California has this:
_612.4.1 General. Sprinkler piping *shall be installed in accordance with the requirements for water distribution piping*. Sprinkler piping shall comply with the material requirements for cold water distribution piping. For multipurpose piping systems, the sprinkler piping shall connect to and be a part of the cold water distribution piping system.


312.0 Protection of Piping, Materials, and Structures.  

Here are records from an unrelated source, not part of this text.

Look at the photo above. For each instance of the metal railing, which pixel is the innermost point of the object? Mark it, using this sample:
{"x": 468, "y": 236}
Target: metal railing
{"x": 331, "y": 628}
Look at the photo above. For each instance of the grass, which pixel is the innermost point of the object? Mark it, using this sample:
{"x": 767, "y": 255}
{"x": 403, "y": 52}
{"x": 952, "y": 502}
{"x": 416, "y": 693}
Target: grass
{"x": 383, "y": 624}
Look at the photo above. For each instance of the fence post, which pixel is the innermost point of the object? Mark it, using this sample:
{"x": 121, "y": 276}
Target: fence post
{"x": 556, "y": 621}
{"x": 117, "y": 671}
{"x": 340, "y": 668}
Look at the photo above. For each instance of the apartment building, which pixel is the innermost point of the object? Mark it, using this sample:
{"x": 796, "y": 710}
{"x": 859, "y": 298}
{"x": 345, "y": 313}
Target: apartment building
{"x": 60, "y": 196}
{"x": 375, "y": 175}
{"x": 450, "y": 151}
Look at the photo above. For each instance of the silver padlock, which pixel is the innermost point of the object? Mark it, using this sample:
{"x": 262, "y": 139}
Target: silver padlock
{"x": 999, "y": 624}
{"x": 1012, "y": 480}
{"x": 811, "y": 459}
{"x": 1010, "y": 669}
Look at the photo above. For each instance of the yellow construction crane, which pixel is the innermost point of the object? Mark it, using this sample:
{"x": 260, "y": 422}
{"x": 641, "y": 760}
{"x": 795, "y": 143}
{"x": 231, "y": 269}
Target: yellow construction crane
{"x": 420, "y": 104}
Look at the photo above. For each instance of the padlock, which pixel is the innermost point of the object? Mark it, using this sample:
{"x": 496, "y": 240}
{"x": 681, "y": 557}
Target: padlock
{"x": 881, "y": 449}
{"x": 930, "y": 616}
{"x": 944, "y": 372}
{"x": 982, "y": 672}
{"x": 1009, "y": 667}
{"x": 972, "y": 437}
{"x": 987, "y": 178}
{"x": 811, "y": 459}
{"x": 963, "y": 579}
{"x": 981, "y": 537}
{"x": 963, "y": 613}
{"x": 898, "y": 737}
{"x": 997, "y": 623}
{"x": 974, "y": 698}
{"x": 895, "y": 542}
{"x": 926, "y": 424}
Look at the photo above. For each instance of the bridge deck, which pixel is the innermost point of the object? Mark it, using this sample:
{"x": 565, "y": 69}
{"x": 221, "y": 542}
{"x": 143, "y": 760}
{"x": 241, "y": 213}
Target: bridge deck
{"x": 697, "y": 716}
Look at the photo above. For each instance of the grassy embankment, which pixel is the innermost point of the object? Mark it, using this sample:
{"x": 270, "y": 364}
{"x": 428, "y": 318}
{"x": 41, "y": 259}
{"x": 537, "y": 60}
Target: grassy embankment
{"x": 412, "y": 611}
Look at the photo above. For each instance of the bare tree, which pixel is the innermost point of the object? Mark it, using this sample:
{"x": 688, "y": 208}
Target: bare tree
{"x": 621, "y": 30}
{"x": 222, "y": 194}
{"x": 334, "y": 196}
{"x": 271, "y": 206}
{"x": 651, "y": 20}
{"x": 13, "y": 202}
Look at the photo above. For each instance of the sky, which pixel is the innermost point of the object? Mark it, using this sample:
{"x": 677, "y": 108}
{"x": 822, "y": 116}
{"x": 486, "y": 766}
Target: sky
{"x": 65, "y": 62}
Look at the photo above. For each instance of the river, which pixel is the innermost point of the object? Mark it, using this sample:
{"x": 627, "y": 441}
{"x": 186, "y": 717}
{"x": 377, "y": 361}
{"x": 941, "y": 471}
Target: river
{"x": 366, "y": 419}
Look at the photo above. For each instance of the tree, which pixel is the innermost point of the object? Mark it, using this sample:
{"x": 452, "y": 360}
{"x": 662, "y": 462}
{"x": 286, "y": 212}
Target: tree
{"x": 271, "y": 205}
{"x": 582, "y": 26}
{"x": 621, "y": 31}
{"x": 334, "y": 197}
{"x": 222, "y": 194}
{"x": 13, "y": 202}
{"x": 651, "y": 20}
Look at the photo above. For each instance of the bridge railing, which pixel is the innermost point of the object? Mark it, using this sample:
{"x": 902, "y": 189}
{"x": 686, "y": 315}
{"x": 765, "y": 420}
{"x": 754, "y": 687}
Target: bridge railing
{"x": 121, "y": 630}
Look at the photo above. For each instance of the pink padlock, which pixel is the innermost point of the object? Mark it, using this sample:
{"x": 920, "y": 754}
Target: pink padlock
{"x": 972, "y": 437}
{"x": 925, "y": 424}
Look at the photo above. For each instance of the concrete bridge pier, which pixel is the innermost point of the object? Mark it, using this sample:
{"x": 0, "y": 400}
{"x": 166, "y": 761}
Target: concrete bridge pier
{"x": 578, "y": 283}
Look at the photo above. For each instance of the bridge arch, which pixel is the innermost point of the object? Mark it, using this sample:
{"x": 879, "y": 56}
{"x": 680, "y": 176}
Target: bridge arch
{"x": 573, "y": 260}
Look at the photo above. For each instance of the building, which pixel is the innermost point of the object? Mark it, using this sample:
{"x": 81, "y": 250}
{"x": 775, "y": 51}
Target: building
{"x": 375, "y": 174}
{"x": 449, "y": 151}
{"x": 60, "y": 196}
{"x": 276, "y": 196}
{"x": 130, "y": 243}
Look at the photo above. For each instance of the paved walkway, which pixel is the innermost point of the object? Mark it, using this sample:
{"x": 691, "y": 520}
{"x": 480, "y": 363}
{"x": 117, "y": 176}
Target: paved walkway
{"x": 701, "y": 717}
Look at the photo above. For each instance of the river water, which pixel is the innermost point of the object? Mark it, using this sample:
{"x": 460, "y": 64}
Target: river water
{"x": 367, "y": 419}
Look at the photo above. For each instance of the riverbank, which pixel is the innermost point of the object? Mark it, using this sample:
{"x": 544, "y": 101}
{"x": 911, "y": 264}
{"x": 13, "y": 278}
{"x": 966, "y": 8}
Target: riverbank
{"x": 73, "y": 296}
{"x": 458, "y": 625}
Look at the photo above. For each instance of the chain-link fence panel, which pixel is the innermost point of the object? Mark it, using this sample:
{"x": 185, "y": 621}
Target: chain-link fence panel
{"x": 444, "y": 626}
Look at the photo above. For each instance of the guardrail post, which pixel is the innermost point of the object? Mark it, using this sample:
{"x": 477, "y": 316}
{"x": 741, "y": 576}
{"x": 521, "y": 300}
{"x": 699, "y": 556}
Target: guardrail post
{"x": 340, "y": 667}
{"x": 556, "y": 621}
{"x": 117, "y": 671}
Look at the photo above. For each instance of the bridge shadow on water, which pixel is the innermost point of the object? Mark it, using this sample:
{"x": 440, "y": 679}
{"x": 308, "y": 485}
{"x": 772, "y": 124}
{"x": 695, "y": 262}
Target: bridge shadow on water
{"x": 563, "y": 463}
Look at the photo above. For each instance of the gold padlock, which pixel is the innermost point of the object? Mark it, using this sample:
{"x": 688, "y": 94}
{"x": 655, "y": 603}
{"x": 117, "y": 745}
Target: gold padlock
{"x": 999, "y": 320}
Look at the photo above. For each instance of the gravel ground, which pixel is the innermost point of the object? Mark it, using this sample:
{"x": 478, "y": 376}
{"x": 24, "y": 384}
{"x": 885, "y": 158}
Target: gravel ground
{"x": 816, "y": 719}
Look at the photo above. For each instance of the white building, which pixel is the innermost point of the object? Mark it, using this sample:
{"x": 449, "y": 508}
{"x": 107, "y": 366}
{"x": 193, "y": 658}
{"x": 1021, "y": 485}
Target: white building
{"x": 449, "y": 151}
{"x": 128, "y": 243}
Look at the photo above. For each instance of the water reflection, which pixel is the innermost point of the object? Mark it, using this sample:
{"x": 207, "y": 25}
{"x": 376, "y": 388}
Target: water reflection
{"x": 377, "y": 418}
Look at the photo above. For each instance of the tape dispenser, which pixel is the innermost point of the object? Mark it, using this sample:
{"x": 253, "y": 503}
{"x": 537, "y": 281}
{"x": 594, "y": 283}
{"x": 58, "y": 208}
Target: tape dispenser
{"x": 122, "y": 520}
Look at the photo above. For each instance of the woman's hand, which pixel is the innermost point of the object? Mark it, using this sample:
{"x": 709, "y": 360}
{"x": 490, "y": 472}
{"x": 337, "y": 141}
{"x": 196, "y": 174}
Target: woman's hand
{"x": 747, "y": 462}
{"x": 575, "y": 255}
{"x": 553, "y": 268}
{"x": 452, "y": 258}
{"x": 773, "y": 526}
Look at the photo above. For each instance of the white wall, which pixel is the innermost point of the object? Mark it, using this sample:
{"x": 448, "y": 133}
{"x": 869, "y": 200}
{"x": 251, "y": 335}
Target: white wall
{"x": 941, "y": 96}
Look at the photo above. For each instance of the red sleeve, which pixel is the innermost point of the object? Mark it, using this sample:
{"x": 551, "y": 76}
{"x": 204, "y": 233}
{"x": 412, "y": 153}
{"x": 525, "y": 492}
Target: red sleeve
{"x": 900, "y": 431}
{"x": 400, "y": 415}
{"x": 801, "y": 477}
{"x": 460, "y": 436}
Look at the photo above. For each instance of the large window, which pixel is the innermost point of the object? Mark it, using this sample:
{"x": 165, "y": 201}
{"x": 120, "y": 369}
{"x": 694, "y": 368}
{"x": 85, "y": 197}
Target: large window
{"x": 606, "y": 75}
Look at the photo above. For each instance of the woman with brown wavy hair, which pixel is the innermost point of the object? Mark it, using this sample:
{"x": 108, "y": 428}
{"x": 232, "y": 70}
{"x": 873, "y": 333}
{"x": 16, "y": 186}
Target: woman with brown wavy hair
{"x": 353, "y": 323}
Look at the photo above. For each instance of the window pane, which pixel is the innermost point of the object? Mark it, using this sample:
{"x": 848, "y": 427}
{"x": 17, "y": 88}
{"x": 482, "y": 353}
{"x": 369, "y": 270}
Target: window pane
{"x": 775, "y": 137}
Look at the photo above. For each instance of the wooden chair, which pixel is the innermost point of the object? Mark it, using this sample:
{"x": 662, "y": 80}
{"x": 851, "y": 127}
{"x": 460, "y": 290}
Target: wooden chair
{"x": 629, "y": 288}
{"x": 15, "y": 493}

312.9 Steel Nail Plates. Plastic and copper or copper alloy piping penetrating framing members to within 1 inch (25.4 mm) of the exposed framing shall be protected by steel nail plates not less than No. 18 gauge (0.0478 inches) (1.2 mm) in thickness. The steel nail plate shall extend along the framing member not less than 11⁄2 inches (38 mm) beyond the outside diameter of the pipe or tubing. _


----------



## cda (Apr 5, 2019)

mtlogcabin said:


> cda
> That is why I am asking because I did not believe I could use those sections on a fire suppression system.



Some how they get the plates from NFPA 13 6.3.6 2010 edition:::

look at about seventh line::

https://www.staffordfirerescue.com/...uction-Inspections-And-Acceptance-Testing-PDF


----------



## cda (Apr 6, 2019)

mtlogcabin said:


> cda
> That is why I am asking because I did not believe I could use those sections on a fire suppression system.




Also not able to cut and paste the definition of Plumbing System

But does a fire sprinkler system meet it per IPC??


----------



## my250r11 (Apr 8, 2019)

mtlogcabin said:


> 305.5 Protection against physical damage.
> In concealed locations where piping, other than cast-iron or steel



IMHO this works for all piping, the code does not care what is in the pipe or what it is for just requiring protection if not steel.


----------